Dengan demikian, pertanyaan tentang siapa orang Indonesia asli hanya dapat dijawab dalam kerangka konsep bangsa Indonesia itu sendiri. Orang Indonesia asli adalah suku-suku bangsa yang secara historis tumbuh, hidup, dan berkembang di wilayah Nusantara sebagai satu kesatuan geopolitik. Bukan bangsa Eropa dan Timur Asing, sebagaimana konsep itu dikenal dalam sistem hukum kolonial Belanda.
Konsep ini tidak didasarkan pada kesamaan ras. Bangsa Nusantara sejak awal bersifat multiras dan multikultur. Melayu, Jawa, Melanesia, Papua, dan kelompok-kelompok etnis lainnya. Ikatan kebangsaan Indonesia bukan ikatan darah atau ras. Melainkan ikatan historis antara manusia dan tanah leluhurnya di kawasan yang terletak di antara dua benua dan dua samudra.

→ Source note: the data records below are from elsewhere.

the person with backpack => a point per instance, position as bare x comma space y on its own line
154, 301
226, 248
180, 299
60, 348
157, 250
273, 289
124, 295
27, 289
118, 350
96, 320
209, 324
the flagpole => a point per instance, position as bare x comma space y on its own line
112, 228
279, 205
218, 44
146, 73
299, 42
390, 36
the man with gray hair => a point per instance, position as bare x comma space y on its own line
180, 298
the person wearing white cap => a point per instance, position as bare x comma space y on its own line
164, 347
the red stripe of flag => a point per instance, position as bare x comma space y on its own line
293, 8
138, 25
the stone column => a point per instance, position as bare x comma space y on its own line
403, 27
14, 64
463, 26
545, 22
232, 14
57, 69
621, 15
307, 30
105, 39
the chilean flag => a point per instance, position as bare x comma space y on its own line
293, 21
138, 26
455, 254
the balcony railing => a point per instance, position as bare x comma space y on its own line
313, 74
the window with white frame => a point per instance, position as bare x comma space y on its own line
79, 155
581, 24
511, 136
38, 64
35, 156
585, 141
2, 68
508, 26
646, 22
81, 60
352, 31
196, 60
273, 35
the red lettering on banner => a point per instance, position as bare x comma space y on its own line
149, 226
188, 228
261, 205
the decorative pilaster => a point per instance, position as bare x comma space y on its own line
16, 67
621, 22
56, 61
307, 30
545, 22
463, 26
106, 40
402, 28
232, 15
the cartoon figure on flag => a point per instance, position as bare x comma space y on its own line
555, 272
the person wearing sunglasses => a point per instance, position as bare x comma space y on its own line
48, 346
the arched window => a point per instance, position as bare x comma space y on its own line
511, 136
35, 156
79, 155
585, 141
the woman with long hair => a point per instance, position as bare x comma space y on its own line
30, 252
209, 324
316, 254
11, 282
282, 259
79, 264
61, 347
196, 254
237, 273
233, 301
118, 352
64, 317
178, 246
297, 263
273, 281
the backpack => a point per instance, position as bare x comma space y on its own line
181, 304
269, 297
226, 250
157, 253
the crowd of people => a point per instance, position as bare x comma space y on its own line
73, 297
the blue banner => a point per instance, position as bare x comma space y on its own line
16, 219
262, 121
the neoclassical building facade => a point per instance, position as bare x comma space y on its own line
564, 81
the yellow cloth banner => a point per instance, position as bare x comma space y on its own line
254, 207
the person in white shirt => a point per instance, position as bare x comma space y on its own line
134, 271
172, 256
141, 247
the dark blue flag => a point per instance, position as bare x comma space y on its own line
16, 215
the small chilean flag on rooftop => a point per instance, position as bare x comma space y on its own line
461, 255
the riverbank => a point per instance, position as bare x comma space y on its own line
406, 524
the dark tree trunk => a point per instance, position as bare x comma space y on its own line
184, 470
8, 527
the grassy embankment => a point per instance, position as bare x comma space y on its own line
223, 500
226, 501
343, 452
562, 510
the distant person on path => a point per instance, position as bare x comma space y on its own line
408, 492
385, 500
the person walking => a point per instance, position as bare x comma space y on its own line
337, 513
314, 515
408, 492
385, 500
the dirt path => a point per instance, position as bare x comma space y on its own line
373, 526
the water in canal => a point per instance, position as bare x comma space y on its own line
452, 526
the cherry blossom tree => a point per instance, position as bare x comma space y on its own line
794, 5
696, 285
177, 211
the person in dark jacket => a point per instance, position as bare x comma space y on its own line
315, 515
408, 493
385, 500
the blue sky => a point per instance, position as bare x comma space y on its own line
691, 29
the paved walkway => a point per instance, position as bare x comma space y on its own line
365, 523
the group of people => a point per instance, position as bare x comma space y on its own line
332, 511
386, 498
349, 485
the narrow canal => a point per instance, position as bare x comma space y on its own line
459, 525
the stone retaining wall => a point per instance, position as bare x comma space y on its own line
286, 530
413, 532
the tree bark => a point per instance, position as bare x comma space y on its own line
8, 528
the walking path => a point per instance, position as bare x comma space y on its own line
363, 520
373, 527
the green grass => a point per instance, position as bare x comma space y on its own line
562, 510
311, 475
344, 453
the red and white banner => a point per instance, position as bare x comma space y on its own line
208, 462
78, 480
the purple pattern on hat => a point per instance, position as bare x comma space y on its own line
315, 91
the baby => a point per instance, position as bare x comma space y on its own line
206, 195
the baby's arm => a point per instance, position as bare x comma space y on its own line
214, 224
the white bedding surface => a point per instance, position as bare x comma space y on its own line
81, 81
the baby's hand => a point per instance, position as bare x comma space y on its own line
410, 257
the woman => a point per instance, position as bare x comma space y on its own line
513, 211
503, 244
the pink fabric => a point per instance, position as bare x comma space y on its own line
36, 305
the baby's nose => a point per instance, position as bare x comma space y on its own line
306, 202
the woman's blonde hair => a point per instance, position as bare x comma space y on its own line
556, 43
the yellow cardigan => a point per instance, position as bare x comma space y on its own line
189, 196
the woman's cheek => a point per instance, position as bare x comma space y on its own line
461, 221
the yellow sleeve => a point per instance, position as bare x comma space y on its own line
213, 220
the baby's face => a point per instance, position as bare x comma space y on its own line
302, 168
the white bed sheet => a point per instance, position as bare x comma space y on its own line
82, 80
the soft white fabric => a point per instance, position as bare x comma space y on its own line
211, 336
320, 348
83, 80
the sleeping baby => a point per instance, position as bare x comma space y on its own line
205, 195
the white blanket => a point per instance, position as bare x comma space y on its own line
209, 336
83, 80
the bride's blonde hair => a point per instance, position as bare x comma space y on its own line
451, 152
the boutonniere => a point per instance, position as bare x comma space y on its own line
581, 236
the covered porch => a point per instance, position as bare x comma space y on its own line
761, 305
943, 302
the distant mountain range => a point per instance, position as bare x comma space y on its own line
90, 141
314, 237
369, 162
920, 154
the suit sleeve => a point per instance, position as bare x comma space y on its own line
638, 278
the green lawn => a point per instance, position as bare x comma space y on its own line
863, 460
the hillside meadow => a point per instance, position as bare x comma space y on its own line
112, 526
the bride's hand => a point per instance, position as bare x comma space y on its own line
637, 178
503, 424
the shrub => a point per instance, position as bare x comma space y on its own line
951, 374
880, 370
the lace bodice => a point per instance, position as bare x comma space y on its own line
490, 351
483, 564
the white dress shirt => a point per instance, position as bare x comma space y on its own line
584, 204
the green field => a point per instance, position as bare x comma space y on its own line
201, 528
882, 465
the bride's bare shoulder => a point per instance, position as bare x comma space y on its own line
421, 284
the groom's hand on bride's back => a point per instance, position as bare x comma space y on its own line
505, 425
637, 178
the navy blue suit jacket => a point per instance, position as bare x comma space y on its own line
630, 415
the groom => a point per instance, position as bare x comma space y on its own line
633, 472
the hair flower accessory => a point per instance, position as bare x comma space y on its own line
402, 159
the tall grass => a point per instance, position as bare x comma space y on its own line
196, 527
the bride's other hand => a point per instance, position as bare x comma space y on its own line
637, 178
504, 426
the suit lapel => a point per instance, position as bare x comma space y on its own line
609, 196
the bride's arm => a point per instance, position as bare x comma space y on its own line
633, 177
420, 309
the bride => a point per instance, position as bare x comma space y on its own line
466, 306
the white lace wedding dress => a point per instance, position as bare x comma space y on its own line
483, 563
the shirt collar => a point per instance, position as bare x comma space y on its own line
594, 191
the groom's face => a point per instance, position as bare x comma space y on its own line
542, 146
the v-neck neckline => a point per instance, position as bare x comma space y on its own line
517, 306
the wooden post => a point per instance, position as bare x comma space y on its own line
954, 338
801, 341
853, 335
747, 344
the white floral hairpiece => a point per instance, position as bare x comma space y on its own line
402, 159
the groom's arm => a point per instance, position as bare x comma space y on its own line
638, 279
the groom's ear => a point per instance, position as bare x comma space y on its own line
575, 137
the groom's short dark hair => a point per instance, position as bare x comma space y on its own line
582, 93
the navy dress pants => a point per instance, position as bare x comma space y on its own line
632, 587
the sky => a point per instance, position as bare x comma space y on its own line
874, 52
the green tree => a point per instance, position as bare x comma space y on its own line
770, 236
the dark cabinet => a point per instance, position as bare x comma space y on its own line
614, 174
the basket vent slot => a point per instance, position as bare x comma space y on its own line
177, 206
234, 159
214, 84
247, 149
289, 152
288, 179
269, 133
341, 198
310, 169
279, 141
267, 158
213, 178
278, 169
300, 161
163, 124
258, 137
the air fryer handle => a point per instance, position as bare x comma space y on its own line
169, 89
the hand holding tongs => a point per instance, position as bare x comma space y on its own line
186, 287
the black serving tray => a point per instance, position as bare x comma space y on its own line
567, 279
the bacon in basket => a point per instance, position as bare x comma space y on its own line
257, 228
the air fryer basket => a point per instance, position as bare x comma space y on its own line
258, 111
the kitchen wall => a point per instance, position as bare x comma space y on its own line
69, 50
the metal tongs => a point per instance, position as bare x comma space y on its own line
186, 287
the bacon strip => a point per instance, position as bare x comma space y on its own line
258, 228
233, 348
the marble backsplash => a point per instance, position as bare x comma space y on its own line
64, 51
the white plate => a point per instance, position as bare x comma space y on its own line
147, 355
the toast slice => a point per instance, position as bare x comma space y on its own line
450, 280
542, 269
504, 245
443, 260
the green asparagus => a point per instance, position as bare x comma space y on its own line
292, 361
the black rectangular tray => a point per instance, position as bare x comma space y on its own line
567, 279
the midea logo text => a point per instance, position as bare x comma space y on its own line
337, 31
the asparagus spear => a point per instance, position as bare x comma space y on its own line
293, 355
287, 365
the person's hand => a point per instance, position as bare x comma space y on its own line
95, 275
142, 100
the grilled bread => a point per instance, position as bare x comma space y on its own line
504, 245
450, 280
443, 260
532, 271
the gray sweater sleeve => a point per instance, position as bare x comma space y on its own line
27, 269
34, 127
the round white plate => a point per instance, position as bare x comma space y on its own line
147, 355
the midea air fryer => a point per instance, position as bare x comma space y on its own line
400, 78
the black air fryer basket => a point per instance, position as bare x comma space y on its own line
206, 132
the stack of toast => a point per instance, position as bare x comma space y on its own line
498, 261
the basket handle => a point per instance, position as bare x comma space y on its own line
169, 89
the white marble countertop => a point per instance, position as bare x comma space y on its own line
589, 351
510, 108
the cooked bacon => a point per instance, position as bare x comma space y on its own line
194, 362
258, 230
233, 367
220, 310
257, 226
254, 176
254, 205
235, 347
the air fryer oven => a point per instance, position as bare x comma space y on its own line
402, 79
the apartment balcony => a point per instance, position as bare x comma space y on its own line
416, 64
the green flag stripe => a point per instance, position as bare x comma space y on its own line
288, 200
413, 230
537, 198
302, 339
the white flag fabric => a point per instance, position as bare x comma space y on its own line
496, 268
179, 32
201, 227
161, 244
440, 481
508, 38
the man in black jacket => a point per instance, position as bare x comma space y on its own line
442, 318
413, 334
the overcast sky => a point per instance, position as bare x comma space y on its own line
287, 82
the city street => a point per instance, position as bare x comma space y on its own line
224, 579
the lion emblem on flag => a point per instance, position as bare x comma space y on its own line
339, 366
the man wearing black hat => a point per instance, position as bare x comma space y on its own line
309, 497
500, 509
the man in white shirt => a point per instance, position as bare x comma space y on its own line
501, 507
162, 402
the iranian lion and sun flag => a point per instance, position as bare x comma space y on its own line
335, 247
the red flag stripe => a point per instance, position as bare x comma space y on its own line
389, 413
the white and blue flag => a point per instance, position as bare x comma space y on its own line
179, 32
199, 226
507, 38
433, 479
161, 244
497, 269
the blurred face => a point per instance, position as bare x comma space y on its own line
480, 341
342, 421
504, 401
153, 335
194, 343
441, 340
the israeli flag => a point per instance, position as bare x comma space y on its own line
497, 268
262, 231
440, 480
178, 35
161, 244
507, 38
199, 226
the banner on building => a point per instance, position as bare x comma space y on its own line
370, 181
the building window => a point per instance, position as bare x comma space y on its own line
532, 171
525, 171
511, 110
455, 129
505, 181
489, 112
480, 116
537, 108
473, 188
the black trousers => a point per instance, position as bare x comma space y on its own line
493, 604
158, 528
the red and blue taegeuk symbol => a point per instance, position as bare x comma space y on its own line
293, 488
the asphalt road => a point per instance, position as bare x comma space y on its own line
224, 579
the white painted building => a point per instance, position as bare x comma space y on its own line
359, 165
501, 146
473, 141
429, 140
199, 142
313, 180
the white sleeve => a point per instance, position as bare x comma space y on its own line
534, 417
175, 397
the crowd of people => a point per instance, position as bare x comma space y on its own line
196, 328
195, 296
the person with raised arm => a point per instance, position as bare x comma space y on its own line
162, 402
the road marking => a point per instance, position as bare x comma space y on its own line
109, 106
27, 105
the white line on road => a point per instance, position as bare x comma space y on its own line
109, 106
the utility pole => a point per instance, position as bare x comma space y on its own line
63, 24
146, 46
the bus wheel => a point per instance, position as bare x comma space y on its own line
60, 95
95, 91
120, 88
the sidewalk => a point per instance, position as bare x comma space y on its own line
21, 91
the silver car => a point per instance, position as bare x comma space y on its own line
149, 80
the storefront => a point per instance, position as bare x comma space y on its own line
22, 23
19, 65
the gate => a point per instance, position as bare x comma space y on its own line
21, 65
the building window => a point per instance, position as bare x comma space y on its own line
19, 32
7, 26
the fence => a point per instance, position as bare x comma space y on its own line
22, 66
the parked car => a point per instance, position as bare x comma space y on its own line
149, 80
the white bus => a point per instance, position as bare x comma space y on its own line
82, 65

Muhammad Yamin menegaskan Nusantara merupakan satu kesatuan wilayah meliputi delapan pulau besar beserta pulau-pulau kecil di sekitarnya. Ialah Jawa, Sumatera, Kalimantan, Sulawesi, Sunda Kecil, Maluku, Halmahera, dan Papua beserta pulau-pulau kecil di sekitarnya.
Kesatuan wilayah inilah yang menjadi dasar bagi tumbuhnya kesadaran kebangsaan Indonesia sebagai bangsa kepulauan. Realitas kemajemukan budaya, etnis, dan ras justru merupakan ciri hakiki bangsa Indonesia. Bukan sesuatu yang meniadakan kebangsaannya.
Dalam ketatanegaraan modern, Indonesia menganut konsep kewarganegaraan inklusif – egaliter. Namun, pemahaman historis terhadap istilah orang Indonesia asli tetap penting. Agar identitas kebangsaan Indonesia tidak terlepas dari konteks sejarah, geopolitik, dan pengalaman era kolonial yang melahirkan definisi “orang Indonesia asli” itu.
Dengan pemahaman tersebut, bangsa Indonesia terus dapat dipahami sebagai kelanjutan bangsa Nusantara. Ialah bangsa multikultur, tidak rasistis, dan berdaulat atas rakyat serta wilayahnya sendiri. Bangsa yang tumbuh berabad-abad sebelum kedatangan kolonialis Eropa.
Bangsa Nusantara bukan bangsa Eropa maupun timur asing (Arab, Cina Hindia). Konstruksi berfikir itulah yang melahirkan Indonesia merdeka 1945.